JetStream is the persistence layer built on top of NATS core messaging. It adds durable streams that capture messages published to subjects, with flexible consumer options for processing.

Key characteristics:

  • Subjects and Streams: Streams subscribe to subject patterns and persist matching messages
  • Push and Pull Consumers: Consumers can receive messages via push (server-initiated) or pull (client-initiated) delivery
  • Ack Policies: Configurable acknowledgment requirements (none, all, explicit) control message redelivery
  • Retention Modes: Streams can retain messages by limits (size/count/age), interest (while consumers exist), or work-queue (until acknowledged)

Architecture Comparison

Kafka (KRaft Mode)

Since Kafka 3.3, the KRaft consensus protocol replaces ZooKeeper for metadata management. The architecture consists of:

Brokers: Store partition data and serve client requests. Each broker handles reads and writes for partitions where it is the leader.

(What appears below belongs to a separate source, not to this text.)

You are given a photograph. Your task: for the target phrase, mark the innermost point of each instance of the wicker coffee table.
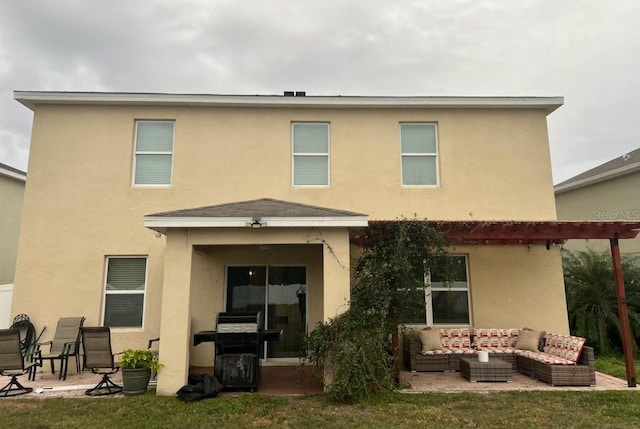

Controllers: Manage cluster metadata, partition assignments, and leader elections. In KRaft mode, a subset of brokers run the controller quorum using Raft consensus.

Topics and Partitions: A topic is a logical grouping of partitions. Each partition is a log file on disk, replicated across multiple brokers based on the replication factor.

Producer
    |
    v
+-------------------------------------------+
|              Kafka Cluster                |
|                                           |
|  +--------+  +--------+  +--------+       |
|  |Broker 1|  |Broker 2|  |Broker 3|       |
|  |        |  |        |  |        |       |
|  | P0(L)  |  | P0(F)  |  | P1(L)  |       |
|  | P1(F)  |  | P1(F)  |  | P0(F)  |       |
|  +--------+  +--------+  +--------+       |
|                                           |
|  Controller Quorum (KRaft)                |
+-------------------------------------------+
    |
    v
Consumer Group

NATS JetStream

JetStream runs as an embedded layer within NATS servers. Streams and consumers are first-class resources managed by the server.

Streams: Define which subjects to capture, storage backend (file or memory), and retention policy. Streams can be replicated across multiple servers.

Consumers: Named entities that track delivery state for a stream. Each consumer maintains its own sequence position and pending acknowledgments.

Clustering: NATS servers form clusters using NATS-native clustering. JetStream uses Raft consensus for stream and consumer metadata, with data replication configurable per stream.

Publisher
    |
    v
+-------------------------------------------+
|              NATS Cluster                 |
|                                           |
|  +--------+  +--------+  +--------+       |
|  |Server 1|  |Server 2|  |Server 3|       |
|  |        |  |        |  |        |       |
|  | Stream |  | Stream |  | Stream |       |
|  | (R=3)  |  | (R=3)  |  | (R=3)  |       |
|  +--------+  +--------+  +--------+       |
|                                           |
|  JetStream Raft Groups                    |
+-------------------------------------------+
    |
    v
Consumer (Push or Pull)

Delivery Semantics

Message Ordering

Kafka: Guarantees strict ordering within a partition. Messages sent to the same partition key are processed in order. Cross-partition ordering is not guaranteed.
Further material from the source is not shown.